Sunday 28 February 2010

Oh, Salem

The relationship between the witch and the western world has changed considerably over the last fifty or sixty years. There is still a tendency sometimes to fall back on the old stereotype of the wizened and wart-bedecked crone - enveloped in black, committing the unspeakable, and denying the true God - but it’s becoming rarer. We have now moved away from invoking the alleged commandment that ‘thou shalt not suffer a witch to live.’ We are much more tolerant these days; we don’t execute them any more.

And yet there are still places in the west where followers of any pagan tradition, but especially those who call themselves Wiccan, continue to be reviled and ostracised. The religious fundamentalists continue to peddle the lie that Wiccans worship Satan, and they claim that the general tolerance towards paganism is one more symptom of the western world’s descent into ungodly decadence. In saying this, what they are actually doing is distorting the facts to suit their own prejudices. That’s what fundamentalists do.
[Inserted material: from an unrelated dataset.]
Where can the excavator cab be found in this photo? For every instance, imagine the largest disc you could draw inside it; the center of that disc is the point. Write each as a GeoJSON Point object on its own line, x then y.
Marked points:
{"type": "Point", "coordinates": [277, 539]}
For it does seem to be an inescapable truth that decadence is now running rampant in the ‘developed’ world; but it isn’t being driven by the growing acceptance of alternative spiritual roads. It’s being driven by the big money interests of global capitalism. It is true, I’m sure, that part of the reason why paganism is tolerated is that a high percentage of people simply don’t care any more. We have developed a highly materialistic society, and materialism has no place for spiritual searching. Any nod of acceptance towards ‘spirituality’ is confined to the harmless dogma and superficial practices of the regular churchgoer.

But there’s another, much better, reason for that growing tolerance. Increasing numbers of people are searching for some meaning beyond the material. Unfortunately, the New Age movement has attracted its own set of commercial hangers-on, but there is a core of real substance within it, and that core is moving us towards a more enlightened future. Or so I fervently hope.

I’m not a pagan; I’m not an anything; I’m not even an atheist. But I have encountered a fair few pagans in my time, and I’ve found them to be among the best of people. They are far more likely to honour and nurture ‘God’s creations’ than the fundamentalists are; and they usually embody more ‘Christian values’ than a good many Christians I’ve known.